We also came up with some variants to the “classic” Code Brown:
Double Brown. When you just absolutely CANNOT wait for the restroom to clear out before you go take a shit. Instead of just dealing with a single stench, you create a Satan’s potpourri of TWO men’s horrific stenches layered one upon the other – drastically increasing the danger for future users. It is standard courtesy to send a Double Brown alert immediately afterwards, as the “clear time” will be double what a regular Code Brown would be. Also, you must respect the man who had to bite the bullet and bask in another man’s filth while creating his own… it takes guts.
Triple Brown. Almost unheard of, but not unthinkable. When a Double Browning has just occurred, and you just have no choice but to go – dire cramping, for instance – you just have to throw yourself under the bus and do it. A Triple Brown is considered to be the hat trick of the office. You can only feel abject pity for the poor bastard who is “pulling the trifecta”. Out of respect for him, and for general safety reasons, one would normally give a Triple Brown forty-five minutes of solid fan time to clear out. The stuff of legends, I can count on one hand the amount of Triple Brownings that have occurred on my watch.
Quadruple Brown (aka The Fourth Horseman or Quad-fecta). Even merely typing this term brings shivers to my spine. This apocalyptic event has occurred only ONE time I can recall in three years. Three of the four of us guys were deathly ill at the time, which did not help the smell factor one bit. Obviously, a Quadruple Brown involves FOUR men shitting one right after the other in succession. A virtual festival of shit. Words cannot describe the horror of such an event. The restroom is summarily closed for the rest of the afternoon as an act of mourning (two to three hours of clear time).
The Brown Lady (or The Forbidden Poo). One can sometimes avoid the perils of a Double Brown by sneaking a trip to the women’s restroom do your dirty business. This is both hazardous and uncomfortable. Hazardous, as one of the co-owners of my company is a woman, and she doesn’t like it when menfolk pollute “her” bathroom. Uncomfortable, as it’s a women’s restroom, with no magazines or ephemera, and smelling of perfumes and feminine protection. One can’t help but feel “off” when dropping a huge load in the female toilet. Still, if you do it, it’s considered a “score,” and worthy of praise. For one: you saved the spoiling of the men’s restroom, leaving it clear for the next man-shitter. For another: you caused an amusing stink for one of the ladies to unexpectedly walk into – and since none of them are Shameless Shitters, they will never mention it aloud! It’s like a victimless crime!

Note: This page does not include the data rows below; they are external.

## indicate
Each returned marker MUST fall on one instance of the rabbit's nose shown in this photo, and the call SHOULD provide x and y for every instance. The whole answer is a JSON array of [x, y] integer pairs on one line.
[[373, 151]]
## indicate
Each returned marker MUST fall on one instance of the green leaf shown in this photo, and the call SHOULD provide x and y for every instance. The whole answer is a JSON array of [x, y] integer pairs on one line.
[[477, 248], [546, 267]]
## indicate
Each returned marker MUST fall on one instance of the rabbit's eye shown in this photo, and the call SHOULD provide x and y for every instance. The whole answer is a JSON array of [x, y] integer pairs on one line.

A wacky joke to play on someone attempting a Brown Lady is to wait until you figure the victim is just getting comfy and ready to poop. Hopefully, he will be half-logged or turtle-poking and unable to abort. You run up and bang on the door and whisper loudly, “The boss is back, the boss is back!” Nobody with an ounce of self-preservation instinct wants to get caught by our (female) boss in the act of defiling HER sanctuary. The victim will try and abort, even in mid-loaf, to escape being caught in the women’s room. Of course, when they find out you were fooling around, they get rather pissed off – but that’s part of the fun. You know you’ve done it right when they have to immediately go to the men’s room to finish things. That is indicative of a mid-loaf cutoff – the ultimate in shame and discomfort. Score!
We’ve really built some excellent traditions around shit here in our office. However, we still (on occasion) forget to issue an alert. If you see another man headed into the restroom that you’ve recently despoiled, and you had forgotten to send the Code Brown Alert, it is common courtesy to call him to a halt immediately and give the Universal Sign – a simple shaking of the head “no” – which is understood to mean, “I forgot to send the alert. My bad; wait a few minutes, please.”
It’s all about honor and respect, really.